To be concrete, let us take $\Omega = \mathbb{N}$, $\mathcal{B} = 2^{\mathbb{N}}$. Then, in the notation of this question, let $X = \ell^\infty(\mathbb{N})$. (For simplicitly let us work over $\mathbb{R}$, and identify $X$ as the space of bounded real-valued functions on $\mathbb{N}$.) Then $X^*$ can be identified as the set of bounded and finitely additive signed measures on $\mathcal{B} = 2^{\mathbb{N}}$, where the pairing with $X$ is integration, and the dual norm is given by the total variation.

Let $E \subset X$ be the space of simple functions (those with finite range; equivalently, the linear span of the indicator functions). Darst's theorem implies that $E$ determines weak-* convergence. For suppose $\{\mu_n\} \subset X^*$ satisfies $\int x\,d\mu_n \to 0$ for every $x \in X$. Taking $x = 1_B$ for arbitrary $B \subset \mathbb{N}$, we see that $\mu_n(B) \to 0$, and in particular $\sup_n |\mu_n(B)| < \infty$. Darst's result then implies that $\sup_n \sup_{B \subset \mathbb{N}} |\mu_n(B)| < \infty$, which means $\sup_n \|\mu_n\| < \infty$ (see Claim 1 below). Since $E$ is dense in $X$, it follows by the triangle inequality (see the last part of the footnote to the question) that $\mu_n \to 0$ weakly-*.

(In fact, if I am reading Darst's paper correctly, he actually shows more: that $\mu_n \to 0$ weakly, i.e. in the topology $\sigma(X^*, X^{**})$.)

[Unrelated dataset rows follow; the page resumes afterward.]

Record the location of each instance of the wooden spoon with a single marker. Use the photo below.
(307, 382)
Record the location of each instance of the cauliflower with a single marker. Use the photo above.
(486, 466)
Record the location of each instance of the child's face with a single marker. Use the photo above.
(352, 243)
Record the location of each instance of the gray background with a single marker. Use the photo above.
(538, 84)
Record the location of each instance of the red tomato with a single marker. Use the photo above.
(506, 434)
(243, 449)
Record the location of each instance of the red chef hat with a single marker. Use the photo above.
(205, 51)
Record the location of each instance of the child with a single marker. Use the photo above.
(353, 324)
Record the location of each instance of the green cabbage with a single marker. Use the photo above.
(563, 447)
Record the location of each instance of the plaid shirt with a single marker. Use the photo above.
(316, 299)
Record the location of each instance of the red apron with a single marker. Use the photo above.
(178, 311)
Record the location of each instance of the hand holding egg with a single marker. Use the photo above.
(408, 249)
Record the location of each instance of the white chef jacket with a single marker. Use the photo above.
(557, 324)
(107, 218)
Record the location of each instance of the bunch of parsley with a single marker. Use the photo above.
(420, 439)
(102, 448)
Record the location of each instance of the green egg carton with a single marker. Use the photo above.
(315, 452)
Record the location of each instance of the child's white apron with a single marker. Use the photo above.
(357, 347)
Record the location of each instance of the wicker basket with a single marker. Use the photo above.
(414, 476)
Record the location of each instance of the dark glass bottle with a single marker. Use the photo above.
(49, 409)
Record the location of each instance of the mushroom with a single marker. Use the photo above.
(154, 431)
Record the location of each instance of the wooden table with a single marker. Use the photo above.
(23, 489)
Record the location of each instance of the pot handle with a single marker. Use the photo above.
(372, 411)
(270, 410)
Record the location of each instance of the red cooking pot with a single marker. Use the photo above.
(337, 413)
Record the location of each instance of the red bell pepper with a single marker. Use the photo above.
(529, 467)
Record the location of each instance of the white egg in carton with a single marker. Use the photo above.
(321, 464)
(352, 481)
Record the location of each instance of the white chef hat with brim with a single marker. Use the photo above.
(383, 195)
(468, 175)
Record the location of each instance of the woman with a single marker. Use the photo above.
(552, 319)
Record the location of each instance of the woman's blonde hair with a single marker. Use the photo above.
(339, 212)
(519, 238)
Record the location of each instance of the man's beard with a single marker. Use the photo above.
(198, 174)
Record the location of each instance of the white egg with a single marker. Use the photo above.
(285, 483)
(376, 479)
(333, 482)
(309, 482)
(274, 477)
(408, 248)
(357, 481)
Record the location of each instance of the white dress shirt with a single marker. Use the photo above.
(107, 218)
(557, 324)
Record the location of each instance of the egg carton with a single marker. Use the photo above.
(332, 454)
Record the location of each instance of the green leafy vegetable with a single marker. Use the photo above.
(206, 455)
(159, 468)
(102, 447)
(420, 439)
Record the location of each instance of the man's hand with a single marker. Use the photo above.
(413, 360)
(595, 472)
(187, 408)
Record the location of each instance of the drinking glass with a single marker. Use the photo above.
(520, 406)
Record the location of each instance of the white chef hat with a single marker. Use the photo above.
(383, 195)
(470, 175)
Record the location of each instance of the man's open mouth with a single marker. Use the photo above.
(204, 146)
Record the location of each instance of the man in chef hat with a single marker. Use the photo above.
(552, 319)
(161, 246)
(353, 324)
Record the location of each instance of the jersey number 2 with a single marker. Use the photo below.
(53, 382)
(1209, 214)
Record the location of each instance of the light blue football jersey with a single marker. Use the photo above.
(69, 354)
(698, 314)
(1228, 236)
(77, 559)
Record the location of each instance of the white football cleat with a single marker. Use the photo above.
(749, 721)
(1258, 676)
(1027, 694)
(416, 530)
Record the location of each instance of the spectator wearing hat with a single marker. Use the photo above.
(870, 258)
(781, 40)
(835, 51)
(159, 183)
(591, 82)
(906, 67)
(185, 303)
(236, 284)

On the other hand, $E$ is meager in $X = \ell^\infty$. To see this, just let $E_k$ be the set of all $x \in \ell^\infty$ whose range contains at most $k$ numbers. Clearly $E_k$ has empty interior (every ball contains a function with infinite range). And $E_k$ is closed: suppose $x_n \in E_k$ and $x_n \to x$ in $X$ (i.e. uniformly). If the range of $x$ contains $m$ numbers, $t_1, \dots, t_m$, we can choose $\varepsilon$ so small that the balls $B(t_i, \varepsilon)$ are pairwise disjoint. Yet there is $n$ sufficiently large that $\|x_n - x\| < \varepsilon$, meaning that each of the $m$ balls must contain a number from the range of $x_n$. Hence $m \le k$, and we have $x \in E_k$. So $E_k$ is nowhere dense, and $E = \bigcup_k E_k$.

So $E$ is meager, yet it determines weak-* convergence.

I would still be interested to know whether there is a counterexample with $X$ separable.

Proof of Claim 1. Suppose $\mu$ is a finitely additive signed measure and $\sup_{B \subset \mathbb{N}} |\mu(B)| = M$. Let $A_1, A_2, \dots, A_m$ be finitely many disjoint subsets of $\mathbb{N}$. Arrange these sets so that $\mu(A_i) \ge 0$ for $1 \le i \le k$ and $\mu(A_i) < 0$ for $k+1 \le i \le m$. Then let $B_1 = A_1 \cup \dots \cup A_k$ and $B_2 = A_{k+1} \cup \dots \cup A_m$. Then \begin{align*} \sum_{i=1}^m |\mu(A_i)| &= \sum_{i=1}^k \mu(A_i) - \sum_{i=k+1}^m \mu(A_i) \\ &= \mu(B_1) - \mu(B_2) \\ &= |\mu(B_1)| + |\mu(B_2)| \le 2M \end{align*} Since $\|\mu\|$ is the supremum of the left side over all finite partitions of $\mathbb{N}$, we have $\|\mu\| \le 2M$.